Banyak proyek – proyek yang tidak jelas dan tidak ada azaz manfaat nya bagi masyarakat desa ganting, proyek yang dikerja kan salah satu nya Proyek penerobosan jalan didepan SMK 3 ganting, anggaran mencapai Rp. 110 jt, ianya yakin itu hanya di kerjakan dengan biaya Rp. 50 jt, saja, selanjutnya jalan itu tidak bermanfaat bagi masyarakat desa ganting, malah sekarang sudah menjadi hutan yang subur.” Ungkap Yusliman.

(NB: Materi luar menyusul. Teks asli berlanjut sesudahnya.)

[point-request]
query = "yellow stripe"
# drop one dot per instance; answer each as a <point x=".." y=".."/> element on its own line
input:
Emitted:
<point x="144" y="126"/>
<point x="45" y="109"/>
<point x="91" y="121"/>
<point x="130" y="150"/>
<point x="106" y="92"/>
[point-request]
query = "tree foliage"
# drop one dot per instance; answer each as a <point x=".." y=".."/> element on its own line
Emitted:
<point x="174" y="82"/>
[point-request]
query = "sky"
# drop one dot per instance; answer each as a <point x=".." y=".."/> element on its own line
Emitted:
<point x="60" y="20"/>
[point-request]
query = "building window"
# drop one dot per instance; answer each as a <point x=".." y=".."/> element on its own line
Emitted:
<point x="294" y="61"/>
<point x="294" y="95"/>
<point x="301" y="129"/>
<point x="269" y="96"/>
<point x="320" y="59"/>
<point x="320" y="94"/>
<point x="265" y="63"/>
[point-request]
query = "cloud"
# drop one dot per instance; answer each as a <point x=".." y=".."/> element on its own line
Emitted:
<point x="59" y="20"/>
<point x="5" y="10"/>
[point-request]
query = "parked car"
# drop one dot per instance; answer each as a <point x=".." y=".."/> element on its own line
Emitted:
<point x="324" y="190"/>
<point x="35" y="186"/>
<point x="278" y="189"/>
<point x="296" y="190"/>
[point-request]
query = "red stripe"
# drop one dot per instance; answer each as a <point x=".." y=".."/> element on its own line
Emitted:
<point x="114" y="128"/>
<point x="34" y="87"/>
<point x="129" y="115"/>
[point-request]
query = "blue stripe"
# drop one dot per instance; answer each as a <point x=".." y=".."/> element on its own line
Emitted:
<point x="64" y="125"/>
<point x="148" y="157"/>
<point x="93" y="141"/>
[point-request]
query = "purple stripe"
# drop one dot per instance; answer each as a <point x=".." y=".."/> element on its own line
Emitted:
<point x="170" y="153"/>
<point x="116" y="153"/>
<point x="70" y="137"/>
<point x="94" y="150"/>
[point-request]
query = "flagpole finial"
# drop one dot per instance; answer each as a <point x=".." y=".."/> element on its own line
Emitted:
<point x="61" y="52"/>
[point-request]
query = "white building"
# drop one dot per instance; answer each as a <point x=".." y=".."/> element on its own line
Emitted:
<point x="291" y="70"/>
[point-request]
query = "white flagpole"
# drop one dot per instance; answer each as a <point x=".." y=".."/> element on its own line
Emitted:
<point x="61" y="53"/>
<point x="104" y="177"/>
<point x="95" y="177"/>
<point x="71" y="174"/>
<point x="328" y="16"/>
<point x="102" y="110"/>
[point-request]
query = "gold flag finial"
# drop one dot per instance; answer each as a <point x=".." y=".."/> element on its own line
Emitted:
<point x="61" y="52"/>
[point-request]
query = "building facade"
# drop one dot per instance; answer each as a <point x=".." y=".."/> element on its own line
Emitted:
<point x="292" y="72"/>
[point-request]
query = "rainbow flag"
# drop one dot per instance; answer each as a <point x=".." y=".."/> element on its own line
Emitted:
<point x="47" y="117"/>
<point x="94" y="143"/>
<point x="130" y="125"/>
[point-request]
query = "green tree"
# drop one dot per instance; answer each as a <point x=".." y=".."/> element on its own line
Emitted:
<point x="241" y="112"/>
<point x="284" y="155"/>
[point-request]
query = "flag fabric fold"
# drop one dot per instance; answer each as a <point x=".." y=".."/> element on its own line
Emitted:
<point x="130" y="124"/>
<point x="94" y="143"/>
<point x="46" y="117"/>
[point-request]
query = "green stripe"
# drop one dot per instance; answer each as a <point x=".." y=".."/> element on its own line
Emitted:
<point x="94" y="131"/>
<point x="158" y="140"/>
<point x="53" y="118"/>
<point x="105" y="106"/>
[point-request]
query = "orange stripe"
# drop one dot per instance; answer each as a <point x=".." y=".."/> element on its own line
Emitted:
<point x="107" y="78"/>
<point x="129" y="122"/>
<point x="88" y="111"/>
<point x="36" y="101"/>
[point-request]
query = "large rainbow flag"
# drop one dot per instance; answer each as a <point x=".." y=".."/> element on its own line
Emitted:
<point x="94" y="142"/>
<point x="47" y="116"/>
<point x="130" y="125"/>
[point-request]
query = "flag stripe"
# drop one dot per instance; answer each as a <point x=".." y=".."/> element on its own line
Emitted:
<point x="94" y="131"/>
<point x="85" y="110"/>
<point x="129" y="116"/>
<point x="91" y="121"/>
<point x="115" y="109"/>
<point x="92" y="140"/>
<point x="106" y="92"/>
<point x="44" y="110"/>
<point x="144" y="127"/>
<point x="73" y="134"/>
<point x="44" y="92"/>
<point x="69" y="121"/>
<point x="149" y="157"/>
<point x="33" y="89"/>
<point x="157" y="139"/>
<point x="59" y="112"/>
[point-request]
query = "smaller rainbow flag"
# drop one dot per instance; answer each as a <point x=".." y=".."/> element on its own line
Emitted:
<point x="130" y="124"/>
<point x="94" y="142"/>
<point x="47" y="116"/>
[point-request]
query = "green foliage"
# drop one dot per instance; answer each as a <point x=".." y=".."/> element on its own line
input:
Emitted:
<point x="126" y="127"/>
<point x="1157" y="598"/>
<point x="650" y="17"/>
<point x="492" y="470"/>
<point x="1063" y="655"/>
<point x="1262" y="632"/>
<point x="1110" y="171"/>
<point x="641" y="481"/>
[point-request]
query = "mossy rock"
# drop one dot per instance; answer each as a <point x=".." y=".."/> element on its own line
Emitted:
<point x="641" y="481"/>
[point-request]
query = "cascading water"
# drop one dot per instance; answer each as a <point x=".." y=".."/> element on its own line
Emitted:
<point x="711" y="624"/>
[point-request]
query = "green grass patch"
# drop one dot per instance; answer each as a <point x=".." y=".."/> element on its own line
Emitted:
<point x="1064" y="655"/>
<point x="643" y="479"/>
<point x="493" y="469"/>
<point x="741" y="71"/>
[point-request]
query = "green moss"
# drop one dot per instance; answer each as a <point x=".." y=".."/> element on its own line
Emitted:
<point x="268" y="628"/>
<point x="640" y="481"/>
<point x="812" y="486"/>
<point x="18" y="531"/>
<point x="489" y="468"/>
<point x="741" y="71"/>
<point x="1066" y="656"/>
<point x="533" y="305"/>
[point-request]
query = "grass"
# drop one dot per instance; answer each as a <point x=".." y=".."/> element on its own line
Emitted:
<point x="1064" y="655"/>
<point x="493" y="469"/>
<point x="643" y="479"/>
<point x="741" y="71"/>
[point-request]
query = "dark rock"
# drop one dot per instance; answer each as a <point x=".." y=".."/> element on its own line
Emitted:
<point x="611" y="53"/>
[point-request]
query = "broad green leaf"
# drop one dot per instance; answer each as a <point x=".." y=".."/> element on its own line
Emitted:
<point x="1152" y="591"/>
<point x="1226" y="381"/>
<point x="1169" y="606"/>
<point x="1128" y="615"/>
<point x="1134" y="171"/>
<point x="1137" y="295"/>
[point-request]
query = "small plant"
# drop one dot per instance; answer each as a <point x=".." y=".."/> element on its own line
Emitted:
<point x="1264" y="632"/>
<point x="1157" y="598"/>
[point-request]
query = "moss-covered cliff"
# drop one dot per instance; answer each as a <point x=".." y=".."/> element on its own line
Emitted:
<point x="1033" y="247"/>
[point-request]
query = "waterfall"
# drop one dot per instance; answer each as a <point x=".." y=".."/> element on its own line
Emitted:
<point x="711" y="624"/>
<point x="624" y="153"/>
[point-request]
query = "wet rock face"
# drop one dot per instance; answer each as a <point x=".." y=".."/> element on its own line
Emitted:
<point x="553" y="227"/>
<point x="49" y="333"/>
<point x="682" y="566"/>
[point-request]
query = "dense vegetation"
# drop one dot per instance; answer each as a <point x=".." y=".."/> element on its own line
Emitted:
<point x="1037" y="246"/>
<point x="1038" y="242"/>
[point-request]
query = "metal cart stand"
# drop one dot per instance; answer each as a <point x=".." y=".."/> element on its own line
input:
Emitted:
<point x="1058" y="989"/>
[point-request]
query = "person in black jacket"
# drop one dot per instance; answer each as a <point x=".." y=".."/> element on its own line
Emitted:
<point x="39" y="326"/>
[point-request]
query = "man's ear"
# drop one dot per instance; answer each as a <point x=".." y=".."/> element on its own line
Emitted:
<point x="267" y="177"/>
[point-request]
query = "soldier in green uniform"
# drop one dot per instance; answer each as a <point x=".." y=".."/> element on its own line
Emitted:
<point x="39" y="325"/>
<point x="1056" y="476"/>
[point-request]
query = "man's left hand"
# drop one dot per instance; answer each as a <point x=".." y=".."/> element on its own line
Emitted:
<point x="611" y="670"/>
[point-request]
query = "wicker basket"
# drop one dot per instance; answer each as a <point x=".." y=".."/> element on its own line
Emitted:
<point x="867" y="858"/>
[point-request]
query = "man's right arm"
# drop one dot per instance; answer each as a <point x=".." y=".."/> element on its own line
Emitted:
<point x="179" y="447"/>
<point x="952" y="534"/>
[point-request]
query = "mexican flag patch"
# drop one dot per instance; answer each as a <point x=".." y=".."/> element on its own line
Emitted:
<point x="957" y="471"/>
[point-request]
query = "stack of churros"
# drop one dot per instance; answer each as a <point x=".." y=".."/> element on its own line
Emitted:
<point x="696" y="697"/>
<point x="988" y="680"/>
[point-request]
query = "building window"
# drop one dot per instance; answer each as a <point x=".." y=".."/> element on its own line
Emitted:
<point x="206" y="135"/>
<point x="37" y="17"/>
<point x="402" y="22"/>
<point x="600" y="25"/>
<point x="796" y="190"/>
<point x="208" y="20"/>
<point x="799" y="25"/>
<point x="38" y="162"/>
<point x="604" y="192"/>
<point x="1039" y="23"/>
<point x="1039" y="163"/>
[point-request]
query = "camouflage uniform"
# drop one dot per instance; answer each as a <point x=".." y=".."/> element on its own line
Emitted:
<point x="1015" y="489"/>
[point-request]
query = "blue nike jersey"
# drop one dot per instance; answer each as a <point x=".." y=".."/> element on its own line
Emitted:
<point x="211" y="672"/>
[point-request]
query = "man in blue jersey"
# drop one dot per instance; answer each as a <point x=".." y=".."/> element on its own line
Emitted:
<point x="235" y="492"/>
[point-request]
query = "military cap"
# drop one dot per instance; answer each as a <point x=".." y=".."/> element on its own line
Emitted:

Minggu 24/12, media menanyakan perihal kasak kusuk masayarakat desa kepada kepala desa ganting Kamiruddin, ianya menjelaskan,” tekait tentang apa yang di sangkakan sejumlah tokoh masyarakat itu kepadanya, persoalan bebagai hal, masalah KKN inya tidak membantah, aparatur desa yang sekarang ini memang sudah ada sejak sebelum dia menjabat kepala desa, karena dari tahun 2015 sampai 2017 ianya belum melakukan penggantian atau menyisip aparatur desanya, selain hanya satu orang saja yaitu kadus saja, selanjutnya masalah bantuan yang diterima katanya tidak dibagikan itu salah, pihaknya bukan tidak mau membagikan, tapi buat apa dibagi kalau tidak bisa merata, tentang perlengkapan olah raga untuk pemuda, juga bukan tidak dibagikan melainkan menjadi aset pemuda, inya bermaksud jika ada event – event atau turnament baru ianya akan membagikan, karena kalau dibagi satu pasang satu orang itu tidak cukup, tapi kalau masyarakat mau kita bagi ya uda ayo kita bagi, kemudian katanya ada pungli (pungutan liar) ianya membantah itu tidak benar, pungutan itu dilakukan bedasarkan hasil musyawarah dan kesepakatan masyarakat itu sendiri, mereka yang memberi dan kami tidak minta serta itu diberikan secara ikhlas saja,

Masalah proyek katanya tidak melalui musyawarah dan dikerjakan secara sepihak, itu juga tidak benar, karena semua program ini berdasarkan musyawarah mufakat dengan warga, dan pelaksanaan nya juga sesuai permintaan masyarakat desa ganting, kalau katanya ada yang tidak di undang mungkin mereka sendiri yang tidak mau datang, selanjutnya terkait masalah proyek – proyek yang bermasalah kami sudah dipanggil oleh pihak Inspektorat dan itu sudah selesai, jadi kalau mau kami paparkan yang lebih jelas tunggu nanti pada bulan maret 2018 ini akan kita sampaikan secara terbuka dan transparan, kalau sekarang jelas belum bisa karena LPJ kami aja belum selesai. ” Tutur.Kamiruddin… arb.